No, new people won’t be flocking into the city just because residents can see a little better at night. But it may encourage some frustrated homeowners to stay put. And the lights are adding a positive and exciting atmosphere to the streets, many of which have been dark for decades.
Odis Jones, Detroit Lighting Authority director, reports the neighborhoods are nearly 98 percent complete, with final installations taking place in every ZIP code.
He too, expresses confidence that the new lights are bringing a fresh sense of community to neighborhoods.
This, coupled with residents feeling safer to venture out of their homes, may encourage retailers to return as well.
Residents have a right to feel safe in their neighborhoods. Police credit the addition of lights as an important factor in cutting down on crime.
Burglaries, larcenies, vehicle theft and other property offenses in Detroit are down 18 percent from the same time last year, police report.
Sgt. Cassandra Lewis, media relations spokeswoman for the Detroit Police Department, notes lighting not only provides safety for citizens but helps police officers investigate accidents and crimes.
“Everything works together to provide safer neighborhoods,” she says.

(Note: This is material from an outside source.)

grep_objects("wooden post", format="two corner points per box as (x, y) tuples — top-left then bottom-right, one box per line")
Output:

The lighting project is ahead of schedule and on budget. Jones rightly is proud.
One reason he cites for the success is the private-public partnership involved in the project. Workers include authority staff, DTE Energy experts and private contractors. Also, he says the fact many of the workers live in the city is important.
“When those who live here do the work, they’re accountable to their neighbors and that gives an additional push to do a good job,” Jones says .
The early finish in the neighborhoods has allowed the authority to move up its schedule for beginning work on Detroit’s major thoroughfares — a task that was expected to begin next year. That includes work on such streets as Michigan Avenue, Fort, Gratiot, Grand River and Jefferson. The lighting project is slated to wrap up by the end of 2016.
Lighting is the first step in reviving distressed neighborhoods. But much more is needed.
Neighborhoods must be an appealing place for newcomers and long-term residents alike. In addition to better police protection, getting there requires service improvements, good schools and a citizenry that has confidence in its government.
These tangible and intangible features will take time.
But the relighting project is a good start and the authority deserves kudos for doing its job well.